6.Par ordonnance de mesures provisionnelles du 5 juin 2015, la
présidente a admis la requête de mesures provisoires déposée par
T.________ le 20 janvier 2015 et fixé la contribution d’entretien due en
faveur de celle-ci par S..
7.T. a déposé une requête de mesures
superprovisionnelles et provisionnelles le 5 juin 2015, les conclusions
portant sur les contributions d’entretien réclamées en sa faveur et en
faveur de ses enfants. Par décision du 9 juin 2015, la présidente a rejeté
les conclusions superprovisionnelles.
Une audience de mesures provisionnelles a été tenue le 29
juin 2015 en présence des parties et de leur conseil respectif.

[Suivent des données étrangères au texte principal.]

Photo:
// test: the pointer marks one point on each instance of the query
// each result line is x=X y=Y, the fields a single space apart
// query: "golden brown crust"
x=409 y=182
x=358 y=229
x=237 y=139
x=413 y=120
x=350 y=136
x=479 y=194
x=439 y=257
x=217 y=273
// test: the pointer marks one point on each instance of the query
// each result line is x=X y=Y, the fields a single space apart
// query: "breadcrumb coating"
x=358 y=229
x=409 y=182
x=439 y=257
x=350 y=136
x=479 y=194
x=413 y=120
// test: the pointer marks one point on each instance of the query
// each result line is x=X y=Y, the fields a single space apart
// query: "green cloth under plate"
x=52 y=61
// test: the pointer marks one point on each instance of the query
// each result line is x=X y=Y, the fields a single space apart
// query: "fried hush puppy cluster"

Par ordonnance de mesures provisionnelles du 17 août 2015,
la présidente a partiellement admis la conclusion II prise par T.________
dans sa requête du 5 juin 2015 et ordonné à S.________ de verser
immédiatement à celle-ci le montant de 2'210 francs.
8.Le 1
er
octobre 2015, S.________ a déposé une demande
unilatérale de divorce contre T..
Le Service de protection de la jeunesse (ci-après : SPJ) a
déposé un rapport le 26 février 2016. A l’audience fixée d’office par la
présidente le 3 mai 2016, les parties sont parvenues à un accord sur le
droit de visite de T. sur ses enfants [...] et [...], ainsi que sur la
répartition des vacances scolaires entre les parents jusqu’à l’automne
Le 4 mai 2015, T.________ a déposé une réponse dans le cadre
de la procédure de divorce.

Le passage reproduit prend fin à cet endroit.